We have just completed upgradeing our main application from C9 to C11.1
We use SAP Sybase ASE SQL as our database and have for ever. The only
change is the version of Clarion. We are running exact same codeset, same
DB, same DB server. It seems that everything is slower when reading or
writing to DB.
Has anyone noticed this? Is there any changes related to SQL in the C9 vs
C11.1? Are there any changes we should/could be making to resolve this?
Clarion 11.1 Build 13855
SAP Sybase ASE version 16.0 SP03
Clarion 9.0 Build 10376
We are a call center environment so, speed is critical… Windows that
close instantly in the C9 compiled version take 3-4 seconds to close in the
C11.1 version. When the close the screen, we do the DB updates to log what
has been done etc. and I believe it is the that is taking a while. We
have also seen slowness on some management reports which are simply reading
data etc to report and these have also slowed down.
If you use Clarions driver tracing you should be able to see whats being sent to the backend and the time it takes.
You should be able to do this for both versions. You can then see if there is any difference between them in terms of SQL statements or times.

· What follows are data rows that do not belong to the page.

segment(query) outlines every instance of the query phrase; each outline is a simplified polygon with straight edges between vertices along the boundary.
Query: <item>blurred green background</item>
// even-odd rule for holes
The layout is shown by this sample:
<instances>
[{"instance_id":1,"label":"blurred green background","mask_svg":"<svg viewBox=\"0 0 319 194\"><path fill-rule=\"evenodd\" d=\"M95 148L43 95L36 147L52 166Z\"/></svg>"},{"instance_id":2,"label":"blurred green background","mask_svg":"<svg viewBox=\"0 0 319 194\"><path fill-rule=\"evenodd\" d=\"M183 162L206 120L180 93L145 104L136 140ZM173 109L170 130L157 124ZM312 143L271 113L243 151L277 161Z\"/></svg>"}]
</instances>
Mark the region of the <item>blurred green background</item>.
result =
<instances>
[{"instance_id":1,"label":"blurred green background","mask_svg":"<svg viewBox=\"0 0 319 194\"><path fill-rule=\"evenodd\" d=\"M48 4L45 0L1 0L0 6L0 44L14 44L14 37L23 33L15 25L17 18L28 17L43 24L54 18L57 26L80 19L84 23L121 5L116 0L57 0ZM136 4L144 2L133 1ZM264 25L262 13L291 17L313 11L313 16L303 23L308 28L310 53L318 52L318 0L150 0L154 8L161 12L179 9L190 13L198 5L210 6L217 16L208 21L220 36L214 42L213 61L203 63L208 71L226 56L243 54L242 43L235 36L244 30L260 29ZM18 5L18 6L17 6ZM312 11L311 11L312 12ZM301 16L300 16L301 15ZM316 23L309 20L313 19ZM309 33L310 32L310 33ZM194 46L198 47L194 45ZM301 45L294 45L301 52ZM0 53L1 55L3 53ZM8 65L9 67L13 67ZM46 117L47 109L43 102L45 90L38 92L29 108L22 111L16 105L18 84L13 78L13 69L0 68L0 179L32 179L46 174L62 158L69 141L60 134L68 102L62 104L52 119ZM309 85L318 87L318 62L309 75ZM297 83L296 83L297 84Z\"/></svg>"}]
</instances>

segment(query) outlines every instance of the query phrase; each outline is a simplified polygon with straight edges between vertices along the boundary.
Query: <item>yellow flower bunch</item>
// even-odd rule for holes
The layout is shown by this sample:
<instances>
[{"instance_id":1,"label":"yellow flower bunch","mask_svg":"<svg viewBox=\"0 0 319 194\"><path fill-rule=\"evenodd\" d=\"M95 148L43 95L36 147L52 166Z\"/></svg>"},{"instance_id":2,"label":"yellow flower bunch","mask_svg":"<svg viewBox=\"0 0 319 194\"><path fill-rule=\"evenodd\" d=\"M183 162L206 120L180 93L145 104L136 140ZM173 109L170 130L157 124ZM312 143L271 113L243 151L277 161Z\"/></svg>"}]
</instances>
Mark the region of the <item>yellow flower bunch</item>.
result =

There have been changes to a few areas in SQL over the versions.
Basically what happens between your Clarion database command (SET/NEXT, PUT, ADD etc.) and getting the data back is that the Clarion “driver” turns your Clarion command into SQL, and sends it to your database’s ODBC “driver” with instructions on where to put any data it returns (a bunch of BINDs). It’s not a totally trivial thing to accomplish, but neither is it something that you would expect to see change a lot over the years.
The things that might cause your queries to get slower:
Some change in anti-virus dealing with stuff set to and from the database
Some change in what Clarion thinks the capabilities of the database are (the bad one thinking that client-side joins are the way to go)
If you have inadvertently left logging on
I’d suggest those as much more likely suspects than the change in the Clarion version.
I found the possible cause of the slowness which, if it holds true after all my testing, had nothing to do with SQL etc, it was just more evident when running queries etc.